There are three ways by which post-bomb radiocarbon dates are reported, namely by 1) modern radiocarbon dates (<0 F14C yr); 2) percent modern carbon (pMC, normalised to 100%); and 3) fraction radiocarbon (F14C, normalised to 1; Reimer et al. 2004). Currently, there is no direct way to know from Neotoma whether the dates are in pMC or F14C. Even if the cases are likely to be few, such dates need to be checked to avoid incorrect calculations.

The strongest rule of thumb is that normal radiocarbon dates and errors should always be integer (no decimals) and are uploaded so by the data stewards to Neotoma. The second rule of thumb is that pMC control points are characterised by an age value from around 100 with a decimal place. Thus, the Workflow will automatically export suspicious records and the user must specify which control points should be back-transformed (a stop-check point, (Fig. 2).). For those selected by the user to be back-transformed (include == TRUE), the Workflow will first convert the pMC values to normal post-bomb radiocarbon ages (negative 14C ages) by using the IntCal::pMC.age() function, after which normal post-bomb calibration curves are used to calibrate the values to final calendar ages (see above).

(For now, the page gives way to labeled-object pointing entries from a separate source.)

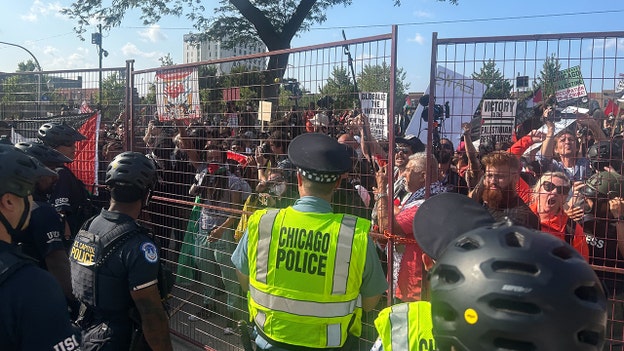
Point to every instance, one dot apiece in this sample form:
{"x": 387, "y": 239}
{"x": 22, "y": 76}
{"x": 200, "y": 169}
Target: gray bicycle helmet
{"x": 507, "y": 287}
{"x": 47, "y": 155}
{"x": 19, "y": 172}
{"x": 131, "y": 168}
{"x": 55, "y": 134}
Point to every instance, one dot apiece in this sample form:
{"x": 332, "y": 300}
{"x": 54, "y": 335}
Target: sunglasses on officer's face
{"x": 561, "y": 189}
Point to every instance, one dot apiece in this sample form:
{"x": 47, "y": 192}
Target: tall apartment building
{"x": 213, "y": 50}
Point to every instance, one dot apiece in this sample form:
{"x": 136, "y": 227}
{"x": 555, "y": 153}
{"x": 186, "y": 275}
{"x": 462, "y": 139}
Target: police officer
{"x": 309, "y": 272}
{"x": 70, "y": 197}
{"x": 115, "y": 265}
{"x": 42, "y": 240}
{"x": 33, "y": 312}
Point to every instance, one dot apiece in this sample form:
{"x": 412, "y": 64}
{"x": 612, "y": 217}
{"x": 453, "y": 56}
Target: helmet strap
{"x": 13, "y": 232}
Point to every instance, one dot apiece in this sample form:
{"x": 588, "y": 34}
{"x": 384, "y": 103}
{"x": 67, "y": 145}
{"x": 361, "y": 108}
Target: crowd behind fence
{"x": 230, "y": 158}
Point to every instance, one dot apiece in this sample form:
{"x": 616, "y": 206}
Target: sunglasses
{"x": 561, "y": 189}
{"x": 404, "y": 150}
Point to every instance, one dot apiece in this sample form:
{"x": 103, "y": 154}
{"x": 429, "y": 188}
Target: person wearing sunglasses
{"x": 549, "y": 196}
{"x": 446, "y": 169}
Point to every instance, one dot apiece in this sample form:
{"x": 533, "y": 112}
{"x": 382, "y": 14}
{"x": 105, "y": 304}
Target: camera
{"x": 439, "y": 111}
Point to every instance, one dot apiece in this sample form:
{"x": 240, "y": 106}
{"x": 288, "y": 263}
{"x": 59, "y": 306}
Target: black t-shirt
{"x": 33, "y": 312}
{"x": 44, "y": 233}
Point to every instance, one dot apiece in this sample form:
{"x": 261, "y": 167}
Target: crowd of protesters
{"x": 228, "y": 166}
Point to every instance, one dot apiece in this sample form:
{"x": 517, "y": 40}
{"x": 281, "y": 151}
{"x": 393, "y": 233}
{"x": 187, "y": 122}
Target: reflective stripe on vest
{"x": 304, "y": 308}
{"x": 406, "y": 326}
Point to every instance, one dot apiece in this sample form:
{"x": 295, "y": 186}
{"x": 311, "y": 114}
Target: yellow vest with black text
{"x": 406, "y": 326}
{"x": 305, "y": 274}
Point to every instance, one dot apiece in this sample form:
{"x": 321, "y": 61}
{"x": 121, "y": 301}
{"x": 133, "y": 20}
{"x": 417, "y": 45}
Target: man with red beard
{"x": 498, "y": 190}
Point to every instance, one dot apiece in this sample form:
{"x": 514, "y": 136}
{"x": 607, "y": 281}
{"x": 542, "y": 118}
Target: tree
{"x": 497, "y": 87}
{"x": 376, "y": 78}
{"x": 548, "y": 76}
{"x": 340, "y": 88}
{"x": 275, "y": 23}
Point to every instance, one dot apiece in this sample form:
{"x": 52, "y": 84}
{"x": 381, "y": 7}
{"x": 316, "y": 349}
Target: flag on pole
{"x": 612, "y": 108}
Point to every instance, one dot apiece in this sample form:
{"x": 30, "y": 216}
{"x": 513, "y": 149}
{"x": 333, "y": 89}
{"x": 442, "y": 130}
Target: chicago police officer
{"x": 309, "y": 272}
{"x": 115, "y": 265}
{"x": 33, "y": 312}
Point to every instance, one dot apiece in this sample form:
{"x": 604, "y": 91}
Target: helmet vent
{"x": 515, "y": 345}
{"x": 514, "y": 267}
{"x": 514, "y": 239}
{"x": 468, "y": 244}
{"x": 516, "y": 307}
{"x": 588, "y": 293}
{"x": 589, "y": 337}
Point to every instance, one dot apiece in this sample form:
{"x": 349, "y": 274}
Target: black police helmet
{"x": 55, "y": 134}
{"x": 45, "y": 154}
{"x": 512, "y": 288}
{"x": 131, "y": 168}
{"x": 19, "y": 172}
{"x": 605, "y": 153}
{"x": 604, "y": 185}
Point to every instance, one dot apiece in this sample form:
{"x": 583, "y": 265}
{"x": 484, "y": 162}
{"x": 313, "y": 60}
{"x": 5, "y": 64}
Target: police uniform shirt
{"x": 373, "y": 279}
{"x": 43, "y": 235}
{"x": 33, "y": 312}
{"x": 137, "y": 257}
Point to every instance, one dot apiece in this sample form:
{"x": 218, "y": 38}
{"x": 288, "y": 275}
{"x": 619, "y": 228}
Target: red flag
{"x": 535, "y": 99}
{"x": 86, "y": 161}
{"x": 611, "y": 109}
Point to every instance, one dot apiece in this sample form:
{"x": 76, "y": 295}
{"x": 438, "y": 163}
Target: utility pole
{"x": 96, "y": 38}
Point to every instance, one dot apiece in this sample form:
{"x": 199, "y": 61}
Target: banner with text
{"x": 177, "y": 94}
{"x": 463, "y": 94}
{"x": 375, "y": 107}
{"x": 570, "y": 84}
{"x": 498, "y": 117}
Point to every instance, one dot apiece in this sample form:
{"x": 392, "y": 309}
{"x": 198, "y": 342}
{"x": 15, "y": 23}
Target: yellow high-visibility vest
{"x": 406, "y": 326}
{"x": 305, "y": 274}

Although F14C has been recommended by experts for the reporting of post-bomb samples (Reimer et al. 2004 [Radiocarbon], in practice, the bulk of the reporting is done as modern radiocarbon dates followed by pMC to a much lesser extent. The Workflow currently does not deal with F14C as no such cases have been detected to date. As this is not consistent with the rest of the data, back-transformation could be done when working with other data sources, and the {IntCal} package can be used to do so.

02_Run_age_depth_models.R

Individual age-depth models are estimated using the {Bchron} package, which estimates the Bayesian probabilistic trajectory of the age-depth model curve (non-parametric chronology model to age-depth data according to the Compound Poisson-Gamma model). Therefore, it is suitable for various combinations of control point types, outliers, and age reversals.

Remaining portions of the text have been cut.